Figure 5. Differences between editing outcomes in K562-Cas9 and other cell lines and effector proteins.

A. Genetic background influences editing outcomes. Average per-gRNA frequency of different types of editing outcomes in 3,777 gRNAs (y-axis; colors as 3B) for Chinese hamster ovary cell line (CHO), mouse embryonic stem cells (Mouse ESC), human induced pluripotent stem cells (iPSCs), human retinal pigmented epithelial cells (RPE-1), human near-haploid cell line (HAP1), K562 cell line, and K562 cells with alternative Cas9 proteins: enhanced Cas9 (eCas9), and Cas9-TREX2 fusion (TREX2). Separate vertical bars are measurements from biological replicates; median number of mutated reads per gRNA is given above the bar for each replicate. B. Mutational outcomes are similar across cell lines, with consistent moderate differences in stem cells and the K562 Cas9-TREX2 fusion line. Median symmetric Kullback Leibler divergence between repair profiles (black to white color range, as in Figure 2B) in different tested lines (x and y axis). gRNAs as in A. C. Microhomology-mediated repair fidelity is similar across genetic backgrounds, but differs for Cas9-TREX2 fusion. Regression lines (as in Fig 4A) for fraction of mutated reads (y-axis) for increasing distance between matching sequences of length 9 (x-axis) in K562 cells (blue) and other tested lines (colors) in multiple replicates (individual lines), with overall Pearson’s correlation denoted in the legend. gRNAs as in Figure 4B, restricted to those 822 gRNAs with MH of length 9 and at least 20 mutated reads in all samples.
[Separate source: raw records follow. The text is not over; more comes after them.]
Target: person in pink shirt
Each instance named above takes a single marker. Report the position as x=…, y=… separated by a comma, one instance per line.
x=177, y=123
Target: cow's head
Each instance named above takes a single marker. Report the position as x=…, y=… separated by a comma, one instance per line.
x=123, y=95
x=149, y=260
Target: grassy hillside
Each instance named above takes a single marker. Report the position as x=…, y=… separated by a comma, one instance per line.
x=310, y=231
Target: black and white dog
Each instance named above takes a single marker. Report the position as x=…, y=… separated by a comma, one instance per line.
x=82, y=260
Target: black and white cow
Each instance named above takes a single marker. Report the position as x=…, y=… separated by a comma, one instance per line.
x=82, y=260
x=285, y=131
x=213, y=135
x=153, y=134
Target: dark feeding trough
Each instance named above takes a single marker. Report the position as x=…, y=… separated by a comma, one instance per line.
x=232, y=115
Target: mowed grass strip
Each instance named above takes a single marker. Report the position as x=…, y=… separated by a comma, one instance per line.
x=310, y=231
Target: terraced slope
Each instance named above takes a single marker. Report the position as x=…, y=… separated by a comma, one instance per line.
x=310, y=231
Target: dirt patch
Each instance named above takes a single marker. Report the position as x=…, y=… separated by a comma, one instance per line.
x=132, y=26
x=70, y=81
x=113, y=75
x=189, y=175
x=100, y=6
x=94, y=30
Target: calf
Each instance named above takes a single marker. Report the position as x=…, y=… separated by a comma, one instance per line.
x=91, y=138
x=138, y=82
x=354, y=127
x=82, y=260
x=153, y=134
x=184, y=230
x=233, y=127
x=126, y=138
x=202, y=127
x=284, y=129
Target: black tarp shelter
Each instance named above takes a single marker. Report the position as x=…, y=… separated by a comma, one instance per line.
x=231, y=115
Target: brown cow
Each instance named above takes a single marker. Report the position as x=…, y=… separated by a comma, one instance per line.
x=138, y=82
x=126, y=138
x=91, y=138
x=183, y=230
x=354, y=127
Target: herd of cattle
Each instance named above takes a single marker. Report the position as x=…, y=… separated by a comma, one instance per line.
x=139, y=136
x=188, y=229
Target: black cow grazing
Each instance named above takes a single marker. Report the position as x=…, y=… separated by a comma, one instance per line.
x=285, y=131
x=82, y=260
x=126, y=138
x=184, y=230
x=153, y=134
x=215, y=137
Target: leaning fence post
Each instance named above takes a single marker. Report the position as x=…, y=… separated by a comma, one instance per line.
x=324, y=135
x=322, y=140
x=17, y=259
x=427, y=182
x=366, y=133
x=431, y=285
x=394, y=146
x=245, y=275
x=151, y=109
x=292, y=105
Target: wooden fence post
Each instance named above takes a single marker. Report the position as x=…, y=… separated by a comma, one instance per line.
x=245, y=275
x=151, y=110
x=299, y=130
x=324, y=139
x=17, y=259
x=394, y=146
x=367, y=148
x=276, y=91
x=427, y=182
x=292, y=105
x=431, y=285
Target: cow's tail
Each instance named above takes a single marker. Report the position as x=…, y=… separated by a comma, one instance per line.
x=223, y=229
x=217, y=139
D. The type of the dominant outcome per gRNA is consistent across cell lines overall, but biased towards microhomology-mediated deletions in stem cells, and I1 insertions in RPE-1 and CHO. The number of gRNAs (color) for which the most frequent indel comes from each class (x-axis) in the other cell lines examined (panels) compared to that for the same gRNA in K562 (y-axis). “None” refers to gRNAs without any indel consistently most frequent in all replicates. gRNAs as in A. RPE data is based on one replicate, K562 on three, all other cell lines on two replicates. E. Cas9-TREX2 fusion protein favours larger deletions compared to K562. Deletions of increasing size (x-axis) become more frequent (y-axis) in K562 Cas9-TREX2 cells (blue) compared to standard K562 Cas9 (orange). gRNAs as in A.

Figure 6. Accurate prediction of repair profiles

A. Example of a repair profile prediction with accuracy close to the test set median (KL=0.69). DNA sequence of the target (top) is edited to produce a range of outcomes in two synthetic replicates (dark green, blue bars) and the corresponding predicted outcomes (green bars). The proportions (x-axis) of the three largest mutational outcomes (“D5” - deletion of size 5 with highlighted size 5 microhomology, “I1” - insertion of a guanine at the cut site, “D1” - deletion of PAM-distal cytosine at the cut site; y-axis) is consistent between the biological replicates and the prediction. Stretches of microhomology (green) and inserted sequences (red) are highlighted at the cut site (dashed vertical line). B. Repair profiles can be predicted from sequence alone. Symmetrised Kullback-Leibler divergence (KL, y-axis) between predicted and actual repair profiles (green), as well as between biological replicates A and B (blue; x-axis), with median values denoted above. Box plots: median line with median value marked, quartile box, 95% whiskers. 6,218 gRNAs as in Figure 2C; these were not used in training or hyperparameter selection. C. Frameshift mutations can be predicted with high accuracy. Measured (x-axis) and predicted (y-axis) percent of mutations that do not produce frameshift mutations for 6,218 held-out gRNAs as in B (blue), and 12 gRNAs that were deep sequenced in (Shi et al. 2015) (orange). Dot1_e11.3 has over 90% deletions of size greater than 30 in the Shi et al sequencing data so we do not expect accurate predictions for this gRNA.